- Born: c. 1973; 53 years ago Swindon, United Kingdom
- Education: University of California, Santa Barbara
- Occupations: Entrepreneur, investor
- Known for: Founding of companies Zappos, Basecamp Fitness and investor in Golden State Warriors sports team

= Nick Swinmurn =

American businessman

Nick Swinmurn is an American entrepreneur and investor who is best known as the founder of the online shoe store company Zappos. He started the company in 1999 and left in 2006, before it reached $1 billion sales in 2008 and was sold to Amazon. He is also an investor in a number of sports teams in the United States and Europe.
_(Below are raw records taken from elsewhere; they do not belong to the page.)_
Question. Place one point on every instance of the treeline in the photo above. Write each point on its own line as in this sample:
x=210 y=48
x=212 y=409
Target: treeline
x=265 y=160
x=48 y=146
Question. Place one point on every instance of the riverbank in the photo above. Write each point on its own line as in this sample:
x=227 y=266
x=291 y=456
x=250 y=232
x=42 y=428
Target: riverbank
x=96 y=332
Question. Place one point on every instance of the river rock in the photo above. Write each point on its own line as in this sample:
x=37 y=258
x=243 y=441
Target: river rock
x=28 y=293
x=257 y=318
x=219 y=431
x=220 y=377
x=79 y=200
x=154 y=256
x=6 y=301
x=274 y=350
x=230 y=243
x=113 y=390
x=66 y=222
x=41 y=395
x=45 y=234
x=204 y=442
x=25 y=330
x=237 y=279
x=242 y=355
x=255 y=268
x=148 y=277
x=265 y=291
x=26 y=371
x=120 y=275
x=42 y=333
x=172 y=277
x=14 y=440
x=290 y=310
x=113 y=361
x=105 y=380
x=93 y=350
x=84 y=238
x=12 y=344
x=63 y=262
==Early life and education ==
Swinmurn was born in England and moved to the United States at the age of seven, growing up in the Bay Area of California. His father was an engineer and his mother was a teacher. He graduated from Los Altos High School and proceeded to earn a degree in Film Studies from the University of California, Santa Barbara, in 1995.

== Career ==
After college, Swinmurn initially worked in ticket sales for the San Bernardino Stampede minor-league baseball team and then for the San Diego Padres.

He then returned to northern California and worked at Autoweb.com, saying he was inspired by the 'anything is possible' attitude of the founders. He left Autoweb in 1998 and considered other options such as running a portal for students before finally deciding to start Zappos.

Swinmurn worked as a contractor for Silicon Graphics in order to raise funds for an online shoe store, initially called Shoesite.com. He started Zappos in 1999.

Swinmurn left Zappos in 2006 and started a number of companies, some successful and others not. He was the founder of Basecamp Fitness which was acquired by SE Brands in 2018. He also founded Dethrone Royalty, which is now owned by his brother Dan and caters to fans of mixed martial arts.

==Sports team ownerships==
Swinmurn is an investor in the Golden State Warriors and Leeds United F.C. ownership groups.

He previously owned the San Jose Earthquakes affiliate Burlingame Dragons FC and was the majority investor in FC Helsingør prior to its sale to a local Danish group.